Ponadto oszuści umieszczają na stronie głównej wiadomość, w której szczegółowo wyjaśniają, co się stało, kiedy oraz w jaki sposób należy przesłać im pieniądze. Dla tych, którzy nie wiedzą, jak kupić bitcoiny, dodają poradnik wideo. Co więcej, aby udowodnić swoje „szczere intencje”, oferują odszyfrowane dwóch losowych plików. Można nawet porozmawiać z nimi przy użyciu specjalnego kodu dostępnego jedynie dla ofiar.

O ile nam wiadomo, nowy CTB-Locker zaszyfrował już dane na ponad 70 serwerach w 10 krajach, a najbardziej zainfekowane są Stany Zjednoczone (co nie jest zaskoczeniem).

ctb_locker_pl_123

CTB-Locker jest prawdziwą plagą w internecie, ponieważ wciąż nie powstały narzędzia deszyfrujące, które mogłyby pomóc ofiarom. Jedynym sposobem na szybkie odzyskanie zainfekowanych plików jest zapłacenie okupu.

Wciąż nie wiemy, w jaki sposób następuje infekcja serwerów sieciowych CTB-Lockerem, ale zaobserwowaliśmy, że wiele ofiar używa platformy WordPress. Dlatego zalecamy:

  • regularnie aktualizuj WordPressa, ponieważ eliminujesz w ten sposób wiele luk,
  • ostrożnie korzystaj z wtyczek firm trzecich: chociaż mogą one być bardzo przydatne, warto zwracać uwagę na to, aby ich autorzy cieszyli się uznaniem,
  • twórz kopie zapasowe wszystkich ważnych danych,
  • uważaj na wiadomości phishingowe,
  • nie wierz w cudowne dodatki firm trzecich, które mogą rzekomo np. przeprowadzać analizy sieciowe.

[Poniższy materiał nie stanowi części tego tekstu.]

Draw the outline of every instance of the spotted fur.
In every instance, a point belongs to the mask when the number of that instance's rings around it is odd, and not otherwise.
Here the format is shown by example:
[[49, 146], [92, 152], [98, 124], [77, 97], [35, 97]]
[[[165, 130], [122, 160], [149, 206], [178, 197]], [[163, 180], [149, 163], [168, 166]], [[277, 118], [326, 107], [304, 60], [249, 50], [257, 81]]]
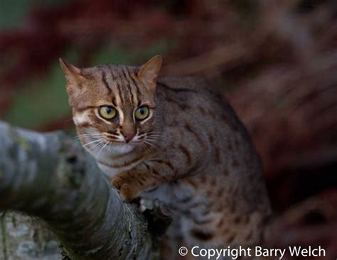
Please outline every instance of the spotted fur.
[[[260, 242], [270, 212], [260, 160], [225, 99], [202, 80], [157, 78], [160, 56], [140, 67], [60, 63], [80, 141], [124, 200], [164, 201], [168, 235], [187, 245]], [[118, 116], [102, 118], [105, 105]], [[137, 121], [143, 105], [149, 116]]]

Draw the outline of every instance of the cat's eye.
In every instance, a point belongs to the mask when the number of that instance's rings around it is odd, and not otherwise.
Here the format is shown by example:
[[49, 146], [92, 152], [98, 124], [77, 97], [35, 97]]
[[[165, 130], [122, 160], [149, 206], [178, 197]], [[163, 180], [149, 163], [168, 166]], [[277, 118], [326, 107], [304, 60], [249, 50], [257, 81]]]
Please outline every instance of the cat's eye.
[[105, 119], [112, 119], [117, 114], [116, 109], [109, 106], [100, 107], [99, 112], [100, 115]]
[[134, 112], [134, 117], [138, 120], [144, 120], [149, 116], [149, 108], [145, 106], [139, 107]]

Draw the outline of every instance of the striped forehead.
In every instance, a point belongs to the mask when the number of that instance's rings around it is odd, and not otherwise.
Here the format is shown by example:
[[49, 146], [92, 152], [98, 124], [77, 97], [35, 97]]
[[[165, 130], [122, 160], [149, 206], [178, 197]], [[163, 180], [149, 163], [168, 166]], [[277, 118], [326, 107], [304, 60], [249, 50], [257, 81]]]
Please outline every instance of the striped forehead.
[[110, 65], [102, 70], [103, 83], [116, 107], [128, 108], [139, 104], [140, 91], [134, 72], [124, 65]]

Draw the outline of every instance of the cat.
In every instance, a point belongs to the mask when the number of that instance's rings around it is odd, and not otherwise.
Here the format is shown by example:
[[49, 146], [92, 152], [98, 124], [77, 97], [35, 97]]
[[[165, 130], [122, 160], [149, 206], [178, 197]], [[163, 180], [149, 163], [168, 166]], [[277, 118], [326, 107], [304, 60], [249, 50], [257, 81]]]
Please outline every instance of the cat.
[[260, 157], [205, 80], [158, 77], [160, 55], [140, 67], [60, 63], [80, 141], [125, 202], [164, 202], [168, 236], [188, 247], [261, 242], [270, 206]]

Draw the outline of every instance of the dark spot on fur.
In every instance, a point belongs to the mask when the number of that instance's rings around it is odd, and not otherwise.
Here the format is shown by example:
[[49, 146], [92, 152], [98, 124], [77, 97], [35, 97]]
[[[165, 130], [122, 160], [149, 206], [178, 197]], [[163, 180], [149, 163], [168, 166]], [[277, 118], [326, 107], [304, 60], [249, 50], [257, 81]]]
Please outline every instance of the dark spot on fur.
[[233, 166], [233, 167], [237, 167], [239, 166], [239, 163], [237, 162], [237, 160], [234, 159], [232, 162], [232, 166]]
[[217, 227], [222, 227], [224, 221], [225, 221], [225, 219], [223, 217], [221, 220], [220, 220], [219, 223], [218, 223], [217, 224]]
[[218, 193], [216, 193], [216, 196], [218, 197], [223, 197], [223, 189], [219, 189], [219, 190], [218, 190]]
[[210, 143], [213, 143], [214, 142], [214, 136], [212, 134], [208, 133], [208, 139], [210, 139]]
[[233, 146], [230, 142], [228, 142], [228, 146], [227, 146], [228, 151], [233, 151]]
[[223, 114], [221, 115], [221, 119], [223, 119], [223, 121], [228, 121], [228, 118], [227, 117], [227, 115], [225, 114]]
[[213, 178], [213, 179], [212, 179], [212, 180], [211, 180], [211, 182], [210, 182], [210, 185], [211, 185], [212, 186], [215, 186], [215, 185], [216, 185], [216, 180], [215, 180], [215, 178]]
[[215, 164], [220, 164], [221, 163], [221, 158], [220, 158], [220, 151], [219, 149], [219, 147], [215, 147]]
[[192, 180], [186, 180], [186, 181], [188, 183], [191, 184], [191, 185], [193, 186], [194, 188], [198, 188], [198, 185]]
[[205, 109], [203, 107], [198, 107], [198, 109], [200, 110], [200, 112], [202, 114], [205, 114], [206, 113], [206, 111], [205, 110]]
[[237, 216], [233, 220], [233, 222], [234, 222], [235, 224], [239, 224], [241, 222], [241, 218], [240, 217], [240, 216]]
[[185, 156], [186, 157], [186, 161], [187, 161], [187, 165], [188, 166], [191, 166], [192, 164], [192, 157], [191, 157], [191, 154], [190, 154], [190, 152], [188, 151], [188, 150], [187, 149], [187, 148], [186, 148], [185, 146], [182, 146], [181, 144], [179, 145], [179, 149], [181, 150], [181, 151], [183, 152], [183, 153], [185, 155]]

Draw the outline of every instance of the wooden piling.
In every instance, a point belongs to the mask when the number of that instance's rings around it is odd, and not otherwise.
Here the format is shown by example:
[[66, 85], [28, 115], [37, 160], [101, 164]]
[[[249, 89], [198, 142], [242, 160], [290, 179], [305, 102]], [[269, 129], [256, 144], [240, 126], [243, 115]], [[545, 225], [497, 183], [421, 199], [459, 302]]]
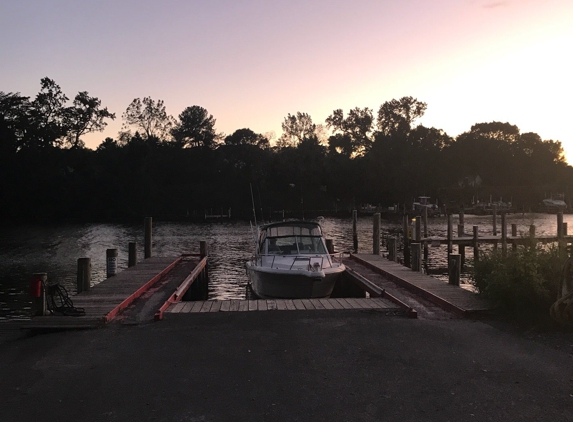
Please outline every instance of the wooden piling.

Chociaż ta szczególna wersja programu z rodziny ransomware infekuje jedynie strony, istnieje wiele innych takich programów, których celem są pliki użytkowników. Użytkownikom domowym zalecamy instalowanie rzetelnego programu zabezpieczającego, regularne wykonywanie kopii zapasowych i unikanie phishingu, ponieważ dziś jest to najbardziej popularna opcja dostarczania wszelkiej maści szkodliwych programów, w tym ransomware.